Zusammenfassung
Das vom Europäischen Gerichtshof (EuGH) in seinen Entscheidungen entwickelte
Verbraucherleitbild des ?durchschnittlich informierter, aufmerksamer und verständiger
Durchschnittsverbrauchers? wird in der vorliegenden Arbeit anhand von Befunden aus der
Konsumentenforschung kritisch überprüft. Insbesondere wird der Frage nachgegangen, ob die
Qualitätswahrnehmung bei Lebensmittelkäufen in der vom EuGH zugrunde gelegten Form real
existiert oder lediglich eine Idealvorstellung darstellt.
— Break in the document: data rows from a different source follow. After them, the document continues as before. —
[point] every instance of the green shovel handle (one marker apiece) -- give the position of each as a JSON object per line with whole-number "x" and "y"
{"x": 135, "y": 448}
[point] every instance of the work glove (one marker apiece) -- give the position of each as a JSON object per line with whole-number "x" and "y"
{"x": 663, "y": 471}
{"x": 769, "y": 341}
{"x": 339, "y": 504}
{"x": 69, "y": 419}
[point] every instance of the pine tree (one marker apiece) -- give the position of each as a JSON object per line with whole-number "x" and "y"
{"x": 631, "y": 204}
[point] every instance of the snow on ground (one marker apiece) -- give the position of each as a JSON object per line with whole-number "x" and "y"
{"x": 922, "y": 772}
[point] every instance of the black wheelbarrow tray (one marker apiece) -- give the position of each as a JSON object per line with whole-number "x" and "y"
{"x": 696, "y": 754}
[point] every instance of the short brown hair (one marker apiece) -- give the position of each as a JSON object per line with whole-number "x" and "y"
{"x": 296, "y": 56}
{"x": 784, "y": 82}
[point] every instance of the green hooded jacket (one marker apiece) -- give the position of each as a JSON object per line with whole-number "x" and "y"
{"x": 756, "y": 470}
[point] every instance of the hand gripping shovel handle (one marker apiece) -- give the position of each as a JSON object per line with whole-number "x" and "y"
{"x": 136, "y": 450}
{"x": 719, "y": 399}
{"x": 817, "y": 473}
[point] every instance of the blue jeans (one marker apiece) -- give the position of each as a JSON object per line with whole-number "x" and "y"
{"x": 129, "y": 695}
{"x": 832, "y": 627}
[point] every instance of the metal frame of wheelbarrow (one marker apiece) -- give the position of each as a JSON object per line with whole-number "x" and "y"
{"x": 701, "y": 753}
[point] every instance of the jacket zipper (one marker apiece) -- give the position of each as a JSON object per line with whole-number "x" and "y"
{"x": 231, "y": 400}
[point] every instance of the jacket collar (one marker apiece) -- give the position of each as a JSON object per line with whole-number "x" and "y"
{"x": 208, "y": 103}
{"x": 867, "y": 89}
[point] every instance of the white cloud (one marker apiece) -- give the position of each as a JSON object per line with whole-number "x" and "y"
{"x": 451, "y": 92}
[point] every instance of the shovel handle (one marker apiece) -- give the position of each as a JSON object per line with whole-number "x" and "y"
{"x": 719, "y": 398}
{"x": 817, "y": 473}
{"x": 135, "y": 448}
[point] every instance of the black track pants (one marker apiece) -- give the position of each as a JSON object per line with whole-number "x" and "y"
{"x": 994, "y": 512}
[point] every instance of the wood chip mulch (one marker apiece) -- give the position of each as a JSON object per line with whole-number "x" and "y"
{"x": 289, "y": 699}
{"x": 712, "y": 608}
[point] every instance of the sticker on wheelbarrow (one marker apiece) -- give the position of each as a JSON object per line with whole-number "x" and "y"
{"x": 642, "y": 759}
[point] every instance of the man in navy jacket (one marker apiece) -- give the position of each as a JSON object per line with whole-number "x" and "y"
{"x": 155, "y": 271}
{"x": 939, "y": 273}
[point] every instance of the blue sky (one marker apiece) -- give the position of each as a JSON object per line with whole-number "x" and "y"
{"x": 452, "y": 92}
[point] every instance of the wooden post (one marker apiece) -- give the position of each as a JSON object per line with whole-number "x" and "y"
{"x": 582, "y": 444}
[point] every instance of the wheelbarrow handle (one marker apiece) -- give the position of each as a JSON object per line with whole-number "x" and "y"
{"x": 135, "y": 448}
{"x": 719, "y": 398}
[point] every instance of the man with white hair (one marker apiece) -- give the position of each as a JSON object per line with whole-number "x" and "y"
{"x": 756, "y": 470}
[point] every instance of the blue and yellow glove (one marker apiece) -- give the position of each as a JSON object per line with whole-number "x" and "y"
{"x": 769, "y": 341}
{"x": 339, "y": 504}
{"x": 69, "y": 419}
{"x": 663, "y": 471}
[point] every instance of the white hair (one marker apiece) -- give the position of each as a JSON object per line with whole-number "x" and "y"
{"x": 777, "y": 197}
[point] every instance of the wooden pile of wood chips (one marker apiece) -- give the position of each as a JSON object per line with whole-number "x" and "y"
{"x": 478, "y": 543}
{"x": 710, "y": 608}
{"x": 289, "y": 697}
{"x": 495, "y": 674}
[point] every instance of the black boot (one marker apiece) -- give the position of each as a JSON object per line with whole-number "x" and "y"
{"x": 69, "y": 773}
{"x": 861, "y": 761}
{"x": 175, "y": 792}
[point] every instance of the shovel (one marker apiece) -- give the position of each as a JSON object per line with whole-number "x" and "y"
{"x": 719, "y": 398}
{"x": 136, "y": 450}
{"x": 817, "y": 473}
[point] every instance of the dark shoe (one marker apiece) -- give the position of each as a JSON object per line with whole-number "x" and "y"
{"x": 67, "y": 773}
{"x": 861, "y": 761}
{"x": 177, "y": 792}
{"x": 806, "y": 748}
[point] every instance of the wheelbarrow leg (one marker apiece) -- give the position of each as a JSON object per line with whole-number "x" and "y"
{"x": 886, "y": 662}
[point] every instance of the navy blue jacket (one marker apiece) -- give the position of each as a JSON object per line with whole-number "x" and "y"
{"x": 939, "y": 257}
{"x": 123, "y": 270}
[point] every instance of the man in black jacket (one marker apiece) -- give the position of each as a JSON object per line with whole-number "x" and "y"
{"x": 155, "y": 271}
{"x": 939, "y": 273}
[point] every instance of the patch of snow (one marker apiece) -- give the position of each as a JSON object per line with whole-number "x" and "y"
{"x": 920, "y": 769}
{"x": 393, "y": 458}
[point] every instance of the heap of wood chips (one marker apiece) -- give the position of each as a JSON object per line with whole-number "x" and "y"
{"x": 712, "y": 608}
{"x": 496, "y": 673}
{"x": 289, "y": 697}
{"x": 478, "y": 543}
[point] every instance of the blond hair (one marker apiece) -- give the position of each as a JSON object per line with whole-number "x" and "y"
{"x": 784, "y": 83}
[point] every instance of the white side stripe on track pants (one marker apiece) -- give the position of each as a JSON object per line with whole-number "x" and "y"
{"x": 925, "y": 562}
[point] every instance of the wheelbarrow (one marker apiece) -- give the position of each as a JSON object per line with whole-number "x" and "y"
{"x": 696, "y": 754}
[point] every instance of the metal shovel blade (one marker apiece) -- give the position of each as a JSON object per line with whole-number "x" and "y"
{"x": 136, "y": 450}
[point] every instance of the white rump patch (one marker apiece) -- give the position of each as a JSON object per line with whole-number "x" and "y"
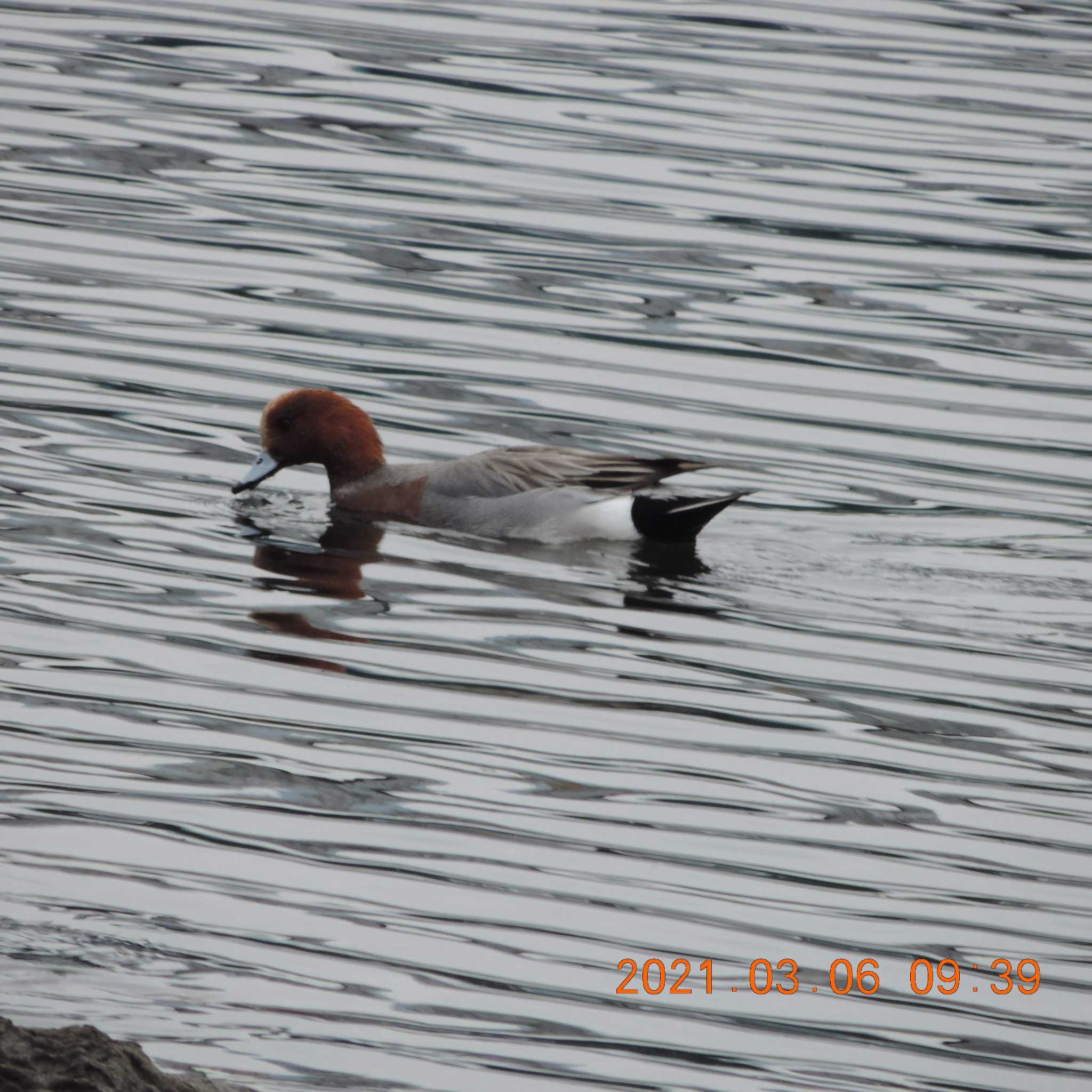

Zu diesem Zweck wird zunächst das Verbraucherleitbild des EuGH im Hinblick auf die
Qualitätswahrnehmung bei Lebensmitteln analysiert und vom Leitbild des flüchtigen deutschen
Durchschnittsverbrauchers abgegrenzt. Dem besseren Verständnis dient ein grober Überblick
der rechtlichen Grundlagen, sowohl in Deutschland als auch in der EU.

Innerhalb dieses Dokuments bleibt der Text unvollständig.